Tuesday, September 02, 2008

Terror, indeed.

I'm warning you now, you will not be able to unread this. This is the sort of thing that will stay with you always.

This post explains why I will never support any sort of compromise with Muslim terrorists.

And this post explains why I think the term "moderate Muslim" is a contradiction in terms. All Muslims, for whom their religion is more than a cultural identity, see the rest of the world as an enemy to eventually be conquered. That it is possible to view the monster described in the first post as a hero tells me all I need to know about Islam; depravity most vile.

Monday, September 01, 2008

Mysteries of the internet

The internet is full of the oddest things. Okay, so that's not an original insight. Hear me out though.

Quite a while ago, I had a conversation with my father about someone (I don't think it was my father, necessarily) who was of the opinion that Tennessee Ernie Ford was the greatest male vocalist of living memory. Now, this seemed a bit odd to my ears. I'd heard a recording, when I was very little, of him singing 16 Tons, and I didn't find it enthralling. However, I was thinking about it today and found a copy of the song on YouTube. I don't know that I'm going to fall into the same opinion without any quibbles, but I can certainly see where this unknown reverer of Mr Ford was coming from. He's pretty fantastic.

This got me thinking about the odd juxtapositions of the internet. YouTube has things like this adjacent (in some sense) to the most moronic videos of people driving their trucks into telephone poles, flaunting their, ahem, physical attributes, etc.

And that's not all. We all have some inkling of the depths to which the seamier sides of the internet descend; one can get awfully odd results on what seem to be the most innocuous of internet searches. But it is also possible to read the greatest works of literature civilisation has produced, see reproductions of the greatest art, communicate with people around the globe and (on occasion) have reasoned debates about topics of great moment or very narrow interest on the very same internet.

Again, nothing that any of you haven't thought about before; it was just brought home to me listening to the mellifluous voice of Mr Ford.

New template!

It's only been four years or so since I picked a new template.
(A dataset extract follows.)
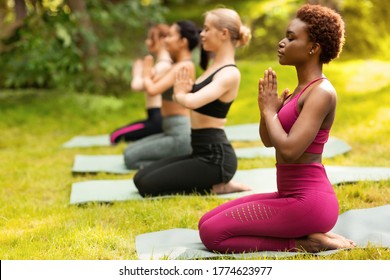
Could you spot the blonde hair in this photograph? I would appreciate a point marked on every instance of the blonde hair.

I liked Scribe, but I don't like playing with code (and I'm not at all good at it!) and I wanted something a bit different in layout. I'd have liked to be able to just tweak Scribe to get what I wanted, but I took the easy way out and just got a new template.

Is Australia really part of the Anglosphere?

A blog post casts doubt on that contention. The evidence is this "sentence":
I think congratulations is due because online many online or electronically delivered ezines the magazine has not run out of steam and each issue is definitely still maintains the high standard it initially commenced with.
Judge for yourself, but I'm pretty sure that's not actually English. Via a friend of mine who wishes to remain anonymous.